Elle a, à cet effet, énuméré certains concepts tels que la démocratie, la gouvernance participative; la participation publique, la participation politique; les droits humains; le stéréotype ainsi que le contrôle citoyen. Faisant recours à la Loi n° 15/013 du 1eraoût 2015 portant modalités d’application des droits de la femme et de la parité, certains concepts ont été développés tour à tour comme ce que l’on entend par clichés sexistes, discrimination et discrimination positive, égalité entre les sexes, équité et autres, tout comme l’intégration de la dimension genre. Sans oublier la parité homme-femme.
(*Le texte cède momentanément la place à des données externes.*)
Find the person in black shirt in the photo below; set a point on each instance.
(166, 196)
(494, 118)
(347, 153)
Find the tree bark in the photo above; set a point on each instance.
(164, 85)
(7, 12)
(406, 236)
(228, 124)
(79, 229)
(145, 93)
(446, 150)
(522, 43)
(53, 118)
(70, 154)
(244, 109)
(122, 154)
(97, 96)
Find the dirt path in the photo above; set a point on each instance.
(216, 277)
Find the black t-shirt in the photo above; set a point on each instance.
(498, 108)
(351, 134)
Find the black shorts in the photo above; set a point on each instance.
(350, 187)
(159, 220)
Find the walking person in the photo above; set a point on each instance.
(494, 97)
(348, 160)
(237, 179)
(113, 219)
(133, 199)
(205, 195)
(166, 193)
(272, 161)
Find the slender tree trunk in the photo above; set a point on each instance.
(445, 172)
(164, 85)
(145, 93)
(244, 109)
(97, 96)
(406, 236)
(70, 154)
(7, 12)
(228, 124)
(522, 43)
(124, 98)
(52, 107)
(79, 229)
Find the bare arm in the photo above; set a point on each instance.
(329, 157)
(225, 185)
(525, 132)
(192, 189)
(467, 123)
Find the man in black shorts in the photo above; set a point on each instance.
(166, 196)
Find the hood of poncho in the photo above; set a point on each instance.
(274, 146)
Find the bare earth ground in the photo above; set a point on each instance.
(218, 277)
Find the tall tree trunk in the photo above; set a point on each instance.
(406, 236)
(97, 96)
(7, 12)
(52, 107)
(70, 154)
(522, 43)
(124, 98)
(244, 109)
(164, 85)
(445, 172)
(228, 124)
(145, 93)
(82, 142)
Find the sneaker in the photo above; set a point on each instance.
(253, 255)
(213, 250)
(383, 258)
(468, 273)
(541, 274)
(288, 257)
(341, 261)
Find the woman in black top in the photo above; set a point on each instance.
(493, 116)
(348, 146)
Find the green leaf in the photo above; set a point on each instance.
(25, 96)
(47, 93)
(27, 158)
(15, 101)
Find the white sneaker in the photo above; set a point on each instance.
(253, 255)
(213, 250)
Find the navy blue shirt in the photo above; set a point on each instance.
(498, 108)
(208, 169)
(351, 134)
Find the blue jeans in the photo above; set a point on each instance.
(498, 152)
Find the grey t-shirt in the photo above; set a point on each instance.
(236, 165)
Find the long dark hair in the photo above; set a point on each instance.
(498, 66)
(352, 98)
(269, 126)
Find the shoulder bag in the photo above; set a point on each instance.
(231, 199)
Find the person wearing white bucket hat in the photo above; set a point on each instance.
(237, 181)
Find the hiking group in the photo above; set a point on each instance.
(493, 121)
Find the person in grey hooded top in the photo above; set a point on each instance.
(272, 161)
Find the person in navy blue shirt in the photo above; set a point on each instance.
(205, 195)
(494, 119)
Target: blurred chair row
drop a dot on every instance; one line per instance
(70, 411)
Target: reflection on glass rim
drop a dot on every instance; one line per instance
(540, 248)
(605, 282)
Parlant de la gouvernance participative, la coordinatrice de FMJC a souligné que c’est «un modèle d’organisation à l’intérieur duquel des mécanismes et processus opèrent un partage des pouvoirs décisionnels et des responsabilités de gestion entre une diversité d’acteurs». Avant d’ajouter que cette gouvernance se concentre sur l’approfondissement de l’engagement démocratique par la participation des citoyens dans le processus de gouvernance au sein de leur état ou de leur communauté locale.

Dans le même ordre d’idées, ce concept est également compris comme mode de gestion dans la quelle les citoyens participent dans la prise de décisions. Cela inclut la participation aux discussions publiques à propos des plans et politiques en cours de définition, la collecte de leurs avis et leurs opinions, tout comme le vote et l’évaluation des différents processus.

Comme on le voit, ces citoyens formés sont appelés à jouer des rôles plus directs dans la prise de décisions publiques ou au moins de s’engager plus fortement dans les enjeux politiques. A travers plusieurs études des cas et expériences, il a été démontré au cours de cet atelier qu’un partenariat public- société civile (toutes catégories des citoyens sans discrimination aucune) implique le partage des responsabilités à chaque étape d’un processus de prise de décision politique.

En définitive, la gouvernance participative convient pour des citoyens qui souhaitent jouer un rôle plus actif dans la prise de décisions tout en influant sur le changement et l’évolution de la société à tous les niveaux.